Adapun sumber dana ini berasal dari Anggaran Pendapatan Belanja Negara (APBN) Rupiah Murni (RM). Bahwa Rencana Umum Pengadaan (RUP) kegiatan Pengadaan Jaringan Internet kampus UIN Suska Riau Tahun 2020 dan Tahun 2021 ditayangkan ke dalam aplikasi SIRUP (Sistem Informasi Rencana Umum Pengadaan) LKPP dengan metode pemilihan e-purchasing.
Dalam pelaksanannya, terdakwa seolah-olah menjadi PPK pengadaan layanan internet. Hal itu dilakukan terdakwa selaku KPA UIN Suska Riau berdasarkan Surat Keputusan RNomor 001/R/2020 tentang Penetapan Penanggungjawab Pengelola Keuangan di Lingkungan UIN Suska Riau Tahun Anggaran 2020.
Padahal terdakwa telah menunjuk PPK Rupiah Murni untuk kegiatan pengadaan layanan internet di UIN Suska Riau Tahun 2020. Namun terdakwa mengambil semua tanggung jawan PPK.
Pada saat dilakukan perbuatan, seluruh atau sebagian ditugaskan untuk mengurus atau mengawasinya, yaitu dengan cara terdakwa yang menandatangani Kontrak Berlangganan (Subscription Contract) Nomor : K.TEL.13/HK.820/WTL-1H10000/2020 tanggal 02 Januari 2020.
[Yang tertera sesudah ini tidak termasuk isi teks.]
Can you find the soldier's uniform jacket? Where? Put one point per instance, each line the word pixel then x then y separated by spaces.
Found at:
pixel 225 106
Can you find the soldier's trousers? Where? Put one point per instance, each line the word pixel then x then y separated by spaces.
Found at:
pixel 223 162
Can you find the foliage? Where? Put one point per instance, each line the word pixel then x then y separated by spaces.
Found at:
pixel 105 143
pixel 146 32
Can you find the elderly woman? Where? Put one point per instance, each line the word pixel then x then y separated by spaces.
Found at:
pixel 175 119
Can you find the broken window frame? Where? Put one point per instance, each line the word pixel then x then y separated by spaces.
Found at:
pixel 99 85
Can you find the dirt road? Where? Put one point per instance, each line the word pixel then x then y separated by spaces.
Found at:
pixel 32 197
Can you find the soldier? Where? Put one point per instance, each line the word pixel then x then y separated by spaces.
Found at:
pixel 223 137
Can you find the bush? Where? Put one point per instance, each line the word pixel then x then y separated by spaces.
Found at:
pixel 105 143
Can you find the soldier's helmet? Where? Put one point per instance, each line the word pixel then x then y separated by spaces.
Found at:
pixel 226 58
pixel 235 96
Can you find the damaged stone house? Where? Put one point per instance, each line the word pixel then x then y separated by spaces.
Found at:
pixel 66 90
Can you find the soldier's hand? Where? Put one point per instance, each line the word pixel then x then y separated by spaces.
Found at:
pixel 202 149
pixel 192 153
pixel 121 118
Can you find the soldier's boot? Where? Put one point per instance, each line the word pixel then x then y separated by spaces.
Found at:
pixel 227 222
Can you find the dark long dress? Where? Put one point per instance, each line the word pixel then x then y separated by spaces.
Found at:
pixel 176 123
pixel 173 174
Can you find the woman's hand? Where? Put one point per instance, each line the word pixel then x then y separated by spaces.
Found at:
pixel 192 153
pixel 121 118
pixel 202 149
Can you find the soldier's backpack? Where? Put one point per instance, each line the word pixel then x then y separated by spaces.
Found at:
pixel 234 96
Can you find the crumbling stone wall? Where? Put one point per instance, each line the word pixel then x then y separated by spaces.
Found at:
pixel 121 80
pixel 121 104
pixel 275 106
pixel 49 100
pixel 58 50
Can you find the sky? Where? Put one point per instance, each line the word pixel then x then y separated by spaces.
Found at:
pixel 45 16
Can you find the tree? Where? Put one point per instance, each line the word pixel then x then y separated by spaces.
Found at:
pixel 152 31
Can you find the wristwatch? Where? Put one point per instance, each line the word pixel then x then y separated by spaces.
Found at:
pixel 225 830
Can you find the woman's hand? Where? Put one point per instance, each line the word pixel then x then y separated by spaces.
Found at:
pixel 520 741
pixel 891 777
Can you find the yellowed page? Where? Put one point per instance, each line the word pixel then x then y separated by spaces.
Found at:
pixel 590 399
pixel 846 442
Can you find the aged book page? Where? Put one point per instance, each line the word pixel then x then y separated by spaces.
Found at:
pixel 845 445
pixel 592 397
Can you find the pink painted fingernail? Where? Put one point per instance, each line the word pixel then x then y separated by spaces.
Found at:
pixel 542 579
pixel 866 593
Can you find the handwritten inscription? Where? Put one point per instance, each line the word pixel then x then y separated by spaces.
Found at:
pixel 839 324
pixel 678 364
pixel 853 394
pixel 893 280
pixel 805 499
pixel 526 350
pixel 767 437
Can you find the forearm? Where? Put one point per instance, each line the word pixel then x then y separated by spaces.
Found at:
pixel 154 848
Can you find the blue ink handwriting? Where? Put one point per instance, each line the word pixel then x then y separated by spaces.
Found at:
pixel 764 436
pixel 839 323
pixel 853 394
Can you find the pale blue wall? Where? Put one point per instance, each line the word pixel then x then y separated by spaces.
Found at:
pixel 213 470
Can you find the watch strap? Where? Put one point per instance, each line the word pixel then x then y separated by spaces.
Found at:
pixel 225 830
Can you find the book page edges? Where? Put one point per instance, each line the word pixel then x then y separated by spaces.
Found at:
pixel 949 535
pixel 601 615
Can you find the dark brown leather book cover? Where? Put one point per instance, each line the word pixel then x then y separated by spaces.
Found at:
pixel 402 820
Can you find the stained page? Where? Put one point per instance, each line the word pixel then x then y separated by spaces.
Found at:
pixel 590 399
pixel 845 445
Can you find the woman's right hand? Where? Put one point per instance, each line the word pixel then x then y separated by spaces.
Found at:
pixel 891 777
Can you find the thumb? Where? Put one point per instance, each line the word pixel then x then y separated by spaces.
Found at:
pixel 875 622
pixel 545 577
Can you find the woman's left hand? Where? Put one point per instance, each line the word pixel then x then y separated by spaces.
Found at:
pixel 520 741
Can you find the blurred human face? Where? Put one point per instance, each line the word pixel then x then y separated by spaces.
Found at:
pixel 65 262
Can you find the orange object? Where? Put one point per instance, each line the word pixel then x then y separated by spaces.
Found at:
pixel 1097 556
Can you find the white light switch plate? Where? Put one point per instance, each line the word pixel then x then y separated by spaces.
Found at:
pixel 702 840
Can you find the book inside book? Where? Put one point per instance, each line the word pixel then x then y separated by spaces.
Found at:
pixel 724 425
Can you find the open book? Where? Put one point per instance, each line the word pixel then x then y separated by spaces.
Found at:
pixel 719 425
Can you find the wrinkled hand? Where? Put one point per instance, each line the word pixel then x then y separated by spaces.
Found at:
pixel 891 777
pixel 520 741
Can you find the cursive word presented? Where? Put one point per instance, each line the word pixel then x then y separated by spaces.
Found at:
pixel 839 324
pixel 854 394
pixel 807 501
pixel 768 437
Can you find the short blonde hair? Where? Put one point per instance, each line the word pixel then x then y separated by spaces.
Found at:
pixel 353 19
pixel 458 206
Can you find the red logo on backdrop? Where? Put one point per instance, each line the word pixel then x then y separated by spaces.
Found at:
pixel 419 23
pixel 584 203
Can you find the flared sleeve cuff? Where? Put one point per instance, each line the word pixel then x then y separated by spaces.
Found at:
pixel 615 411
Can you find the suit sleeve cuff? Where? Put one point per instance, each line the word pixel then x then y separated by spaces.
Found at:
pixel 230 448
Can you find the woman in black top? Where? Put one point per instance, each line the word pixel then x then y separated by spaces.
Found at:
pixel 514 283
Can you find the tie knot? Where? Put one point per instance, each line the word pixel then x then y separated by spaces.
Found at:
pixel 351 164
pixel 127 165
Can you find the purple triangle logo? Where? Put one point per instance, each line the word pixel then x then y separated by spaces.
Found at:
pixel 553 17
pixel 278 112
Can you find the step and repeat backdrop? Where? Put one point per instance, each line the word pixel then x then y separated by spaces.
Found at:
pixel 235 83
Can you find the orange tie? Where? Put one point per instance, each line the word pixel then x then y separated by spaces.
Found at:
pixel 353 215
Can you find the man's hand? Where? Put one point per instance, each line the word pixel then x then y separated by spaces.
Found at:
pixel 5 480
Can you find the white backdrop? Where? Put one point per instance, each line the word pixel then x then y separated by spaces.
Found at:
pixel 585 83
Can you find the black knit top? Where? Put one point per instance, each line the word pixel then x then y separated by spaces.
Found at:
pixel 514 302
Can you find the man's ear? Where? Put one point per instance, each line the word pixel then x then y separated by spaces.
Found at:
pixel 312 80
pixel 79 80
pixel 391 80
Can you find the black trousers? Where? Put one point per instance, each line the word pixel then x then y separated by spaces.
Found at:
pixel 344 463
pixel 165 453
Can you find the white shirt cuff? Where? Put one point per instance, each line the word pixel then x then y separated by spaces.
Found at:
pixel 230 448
Di kontrak itu, mencantumkan kontak person atas nama Benny Sukma Negara dengan maksud agar PT Telekomunikasi Indonesia Tbk. WITEL RIDAR unikasi Indonesia, Tbk. berkomunikasi dengan Benny Sukma Negara bukan dengan PPK.
"Terdakwa memerintahkan PPK Rupiah Murni, dan saksi Safarin Nasution untuk melakukan pembayaran terhadap kegiatan Pengadaan Layanan Internet di UIN SUSKA Tahun Anggaran 2020," ujar JPU.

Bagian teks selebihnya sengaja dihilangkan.